Conclusion

CONCLUSION

When An Appeal was published, the abolitionists still had three decades of struggle before emancipation. Though Child’s book had a modest circulation, her contributions were an important part of the countless efforts which made up the antislavery movement. The abolitionist convictions of Charles Sumner, Wendell Phillips, and Thomas Wentworth Higginson were influenced by Child’s writings and by her correspondence with them during the 1850s and 60s.

Child’s Appeal began a chain of events and changes which helped prepare the North “for the final great crisis,” as she called it. At age sixty-three, Mrs. Child witnessed the abolition of slavery in America. She had helped to break the barrier of Northern resistance to abolition, making emancipation possible.

Lydia Maria Child, 1865, John A. Whipple. [Courtesy of the Library of Congress.]

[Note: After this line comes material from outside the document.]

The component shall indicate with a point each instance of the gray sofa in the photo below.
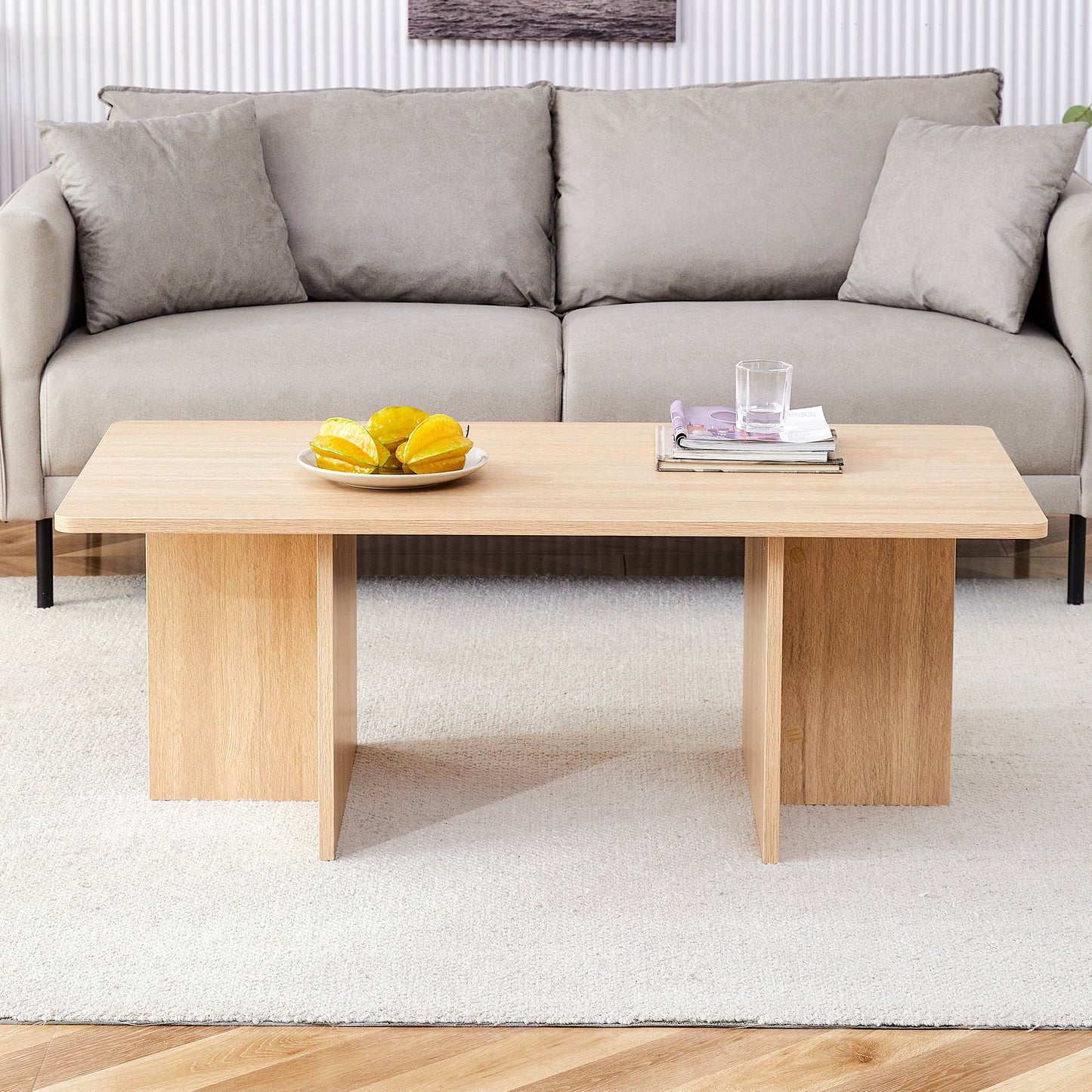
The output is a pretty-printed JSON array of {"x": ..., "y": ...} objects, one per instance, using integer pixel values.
[{"x": 605, "y": 252}]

“Her pen was never idle. Wherever there was a brave word to be spoken, her voice was heard, and never without effect. It is not exaggeration to say that no man or woman at that period rendered more substantial service to the cause of freedom, or made such a ‘great renunciation’ in doing it.” — John G. Whittier, Introduction from Letters of Lydia Maria Child, 1883.

“It is certainly something for one small mouse to do, to gnaw open the nets of prejudice or custom, which might have obstructed the action of such great lions; and no wonder the little mouse rejoices over her work, with infinite satisfaction.” — Lydia Maria Child, to Charles Sumner, 7 Jul 1856.